In the last blog we talked about all of the enhancements with hospice providers and we skimmed over administrative and clinical risk exposure.

The first risk is uninformed benefit election. To avoid risks you should include an election statement that contains essential information and disclosure like a clear explanation of the scope and nature of hospice, effective date of the election, term of benefits, and waiver of Medicare benefits related to treatment of the terminal illness while enrolled with Medicare hospice, and reiterate the patient’s basic right to change providers or revoke benefits.

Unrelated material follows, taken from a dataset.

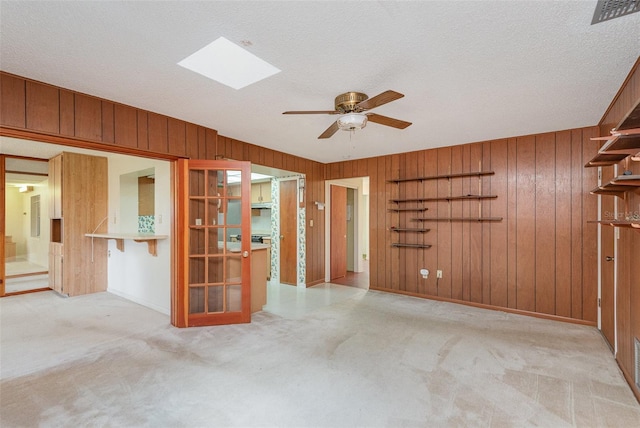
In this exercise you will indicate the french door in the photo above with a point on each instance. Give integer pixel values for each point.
(213, 277)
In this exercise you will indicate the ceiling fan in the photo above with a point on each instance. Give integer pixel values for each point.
(351, 107)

Failure to certify patients as terminally ill. A well-documented certification processed with evaluations from the physician is needed to correctly diagnose that a patient is terminally ill.

Inappropriate level of care. Routine home care, continuous home care, respite care and general inpatient care are the four levels of care. Providers should be paying close attention to the hospice patient’s levels of care because they tend to decrease and sometimes it is a rapid decrease.

Denial of access to services. Routine covered services, limitations on care, and inpatient care are three aspects of patient’s care that the patients need to understand face to face and written.

Deficient care planning and related documentation. IDG members can more accurately depict care provided and patient status by making certain that hospice care records include patient/family discussions, interventions, clinical findings and notes regarding patient’s conditions and comfort, communication with physicians.

Unsupervised volunteer staff. Volunteers must be properly trained and have established roles and always work under a supervisor.

Lack of coordination between hospice and aging services providers. Successful  planning  and following strategies like establish joint dedicated teams to coordinate care and serve residents in a consistent manner, sticking with an established schedule, creating opportunities for regular dialogue and communication, designating one person to serve as a connection to the aging services organization, and exchanging regular information on the quality of the partnership, in terms of a client, organizational and regulatory expectations, will make a successful care plan.